Consider hangboarding [1]. It looks nothing like climbing, but all elite climbers spend an enormous amount of time on this activity. You will find the same in any other sport.
I want you to consider something important: this is an EDUCATIONAL activity. The activity does not exist for you. It exists for the students.
So: what is your learning objective? What do you want to teach the students?
> That video doesn't resemble anything anyone normal would recognize as debate.
Debates don't look like that video until students have 3-4 years of experience in competitive debate.
The thing that normal people recognize as debate is, in fact, a fairly useless educational activity after 3-6 months of participation.
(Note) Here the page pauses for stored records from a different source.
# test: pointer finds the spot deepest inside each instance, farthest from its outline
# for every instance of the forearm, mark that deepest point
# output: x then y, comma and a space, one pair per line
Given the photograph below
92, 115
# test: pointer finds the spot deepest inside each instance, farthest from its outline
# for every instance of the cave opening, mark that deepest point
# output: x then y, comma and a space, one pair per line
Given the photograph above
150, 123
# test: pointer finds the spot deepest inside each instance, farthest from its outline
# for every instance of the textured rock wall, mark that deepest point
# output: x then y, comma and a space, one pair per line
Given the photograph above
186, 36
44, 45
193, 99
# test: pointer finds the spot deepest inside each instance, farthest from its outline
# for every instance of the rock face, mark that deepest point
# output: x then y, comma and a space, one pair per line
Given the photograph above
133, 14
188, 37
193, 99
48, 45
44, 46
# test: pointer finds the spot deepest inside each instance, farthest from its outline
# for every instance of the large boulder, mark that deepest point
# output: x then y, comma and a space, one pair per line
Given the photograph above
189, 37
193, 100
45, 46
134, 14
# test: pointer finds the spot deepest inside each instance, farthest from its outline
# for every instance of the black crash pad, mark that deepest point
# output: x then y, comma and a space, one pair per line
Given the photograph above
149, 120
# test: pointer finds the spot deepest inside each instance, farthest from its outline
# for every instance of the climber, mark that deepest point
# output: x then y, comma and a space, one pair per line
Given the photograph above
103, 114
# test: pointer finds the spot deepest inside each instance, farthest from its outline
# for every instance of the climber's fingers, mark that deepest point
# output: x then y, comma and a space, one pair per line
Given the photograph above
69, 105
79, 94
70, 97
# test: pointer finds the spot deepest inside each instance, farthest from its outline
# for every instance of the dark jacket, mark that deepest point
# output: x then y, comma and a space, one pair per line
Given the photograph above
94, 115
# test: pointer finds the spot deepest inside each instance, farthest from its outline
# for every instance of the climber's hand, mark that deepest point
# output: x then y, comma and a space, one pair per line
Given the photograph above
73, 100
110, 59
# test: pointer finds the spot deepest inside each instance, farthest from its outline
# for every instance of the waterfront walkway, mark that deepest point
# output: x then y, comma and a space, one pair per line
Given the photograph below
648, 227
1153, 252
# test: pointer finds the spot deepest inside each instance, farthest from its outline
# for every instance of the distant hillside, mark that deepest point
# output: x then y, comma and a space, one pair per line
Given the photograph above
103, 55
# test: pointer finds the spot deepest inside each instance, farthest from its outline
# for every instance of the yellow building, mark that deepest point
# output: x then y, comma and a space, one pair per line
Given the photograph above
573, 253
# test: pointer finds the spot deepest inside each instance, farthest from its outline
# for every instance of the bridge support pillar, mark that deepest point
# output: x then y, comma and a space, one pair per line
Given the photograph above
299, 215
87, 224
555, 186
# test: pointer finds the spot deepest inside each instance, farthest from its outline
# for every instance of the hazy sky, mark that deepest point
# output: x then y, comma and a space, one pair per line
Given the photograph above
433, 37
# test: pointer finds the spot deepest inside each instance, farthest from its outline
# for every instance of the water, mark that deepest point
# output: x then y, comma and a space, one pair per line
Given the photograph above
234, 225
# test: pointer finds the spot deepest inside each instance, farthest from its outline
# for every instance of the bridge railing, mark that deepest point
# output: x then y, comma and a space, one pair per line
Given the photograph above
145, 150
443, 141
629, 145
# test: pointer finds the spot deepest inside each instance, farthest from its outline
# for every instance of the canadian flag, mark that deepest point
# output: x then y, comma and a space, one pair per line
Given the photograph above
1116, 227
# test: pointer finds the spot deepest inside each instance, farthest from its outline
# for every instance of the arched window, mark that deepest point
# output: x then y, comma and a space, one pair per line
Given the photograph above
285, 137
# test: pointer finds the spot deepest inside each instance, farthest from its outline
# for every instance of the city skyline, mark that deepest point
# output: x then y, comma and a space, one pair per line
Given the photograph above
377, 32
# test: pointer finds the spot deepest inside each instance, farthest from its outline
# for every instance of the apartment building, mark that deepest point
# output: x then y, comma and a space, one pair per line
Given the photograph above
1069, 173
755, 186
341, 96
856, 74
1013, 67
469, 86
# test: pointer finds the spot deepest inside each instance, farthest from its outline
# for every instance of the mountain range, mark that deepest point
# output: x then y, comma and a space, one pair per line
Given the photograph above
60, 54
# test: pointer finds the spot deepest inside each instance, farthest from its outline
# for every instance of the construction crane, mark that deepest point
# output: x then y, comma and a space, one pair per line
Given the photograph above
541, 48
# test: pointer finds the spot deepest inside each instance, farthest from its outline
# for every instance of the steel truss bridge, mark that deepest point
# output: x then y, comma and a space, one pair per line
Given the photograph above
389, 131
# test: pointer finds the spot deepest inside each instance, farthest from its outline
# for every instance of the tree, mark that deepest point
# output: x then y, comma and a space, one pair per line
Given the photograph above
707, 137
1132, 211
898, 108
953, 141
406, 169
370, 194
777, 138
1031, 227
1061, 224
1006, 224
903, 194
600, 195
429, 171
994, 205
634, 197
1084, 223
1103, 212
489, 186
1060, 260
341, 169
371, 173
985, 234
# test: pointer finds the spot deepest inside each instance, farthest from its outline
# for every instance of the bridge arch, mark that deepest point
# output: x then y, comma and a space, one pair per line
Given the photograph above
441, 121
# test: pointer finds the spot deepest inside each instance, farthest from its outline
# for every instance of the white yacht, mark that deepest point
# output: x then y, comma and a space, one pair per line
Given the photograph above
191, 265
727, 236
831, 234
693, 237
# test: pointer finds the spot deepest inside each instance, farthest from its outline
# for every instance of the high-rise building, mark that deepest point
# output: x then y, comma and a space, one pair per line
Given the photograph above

Beyond that initial period, it doesn't teach good oration skills. It doesn't teach good negotiation skills. It doesn't even teach procedural skills that might be useful in a courtroom, boardroom, or even legislature. And it certainly doesn't teach research skills or quick thinking.
Debating for a lay audience is, to put it simply, a shallow and mostly non-transferable skill. At least after the first six months. It IS a useful skill, but spending more than a semester on that skill in the context of competitive debate tournaments is -- to put it mildly -- a massive waste of students' time.
The contrived game in the video above is designed to additionally teach:
1. research skills,
2. quick thinking, and
3. the ability to quickly synthesize a large amount of information into a coherent narrative.
Those skills are useful in boardrooms, in court rooms, and in legislative sessions. They are transferable, most of all, to the vast majority of high paying jobs where you do not spend your entire day talking to people. For example, holding all of that context in your head and quickly forming a narrative to solve a problem (winning the round) has a lot in common with debugging or working through a complicated mathematical model.
And students only progress to this version of debate after they have mastered the basics of persuasive oral communication (what you want to see). To wit: the "speak pretty for normal audiences" type of debate is available in United States. Students who participate in the type of debate in this video regularly enter and win tournaments that have a more lay format. As a joke, for kicks. They have already largely mastered the lay format by the time they progress to the non-lay format. At least, that's true for my students.
> If normal people can't even understand what you're saying they can't possibly be persuaded so you have totally failed at debate.
Normal people don't judge these rounds, so this is largely a moot point. And, again, the students in this video are capable of speaking extremely persuasively to normal people. The fact that they choose to participate in a more pedagogically useful activity doesn't somehow erase their ability to do so.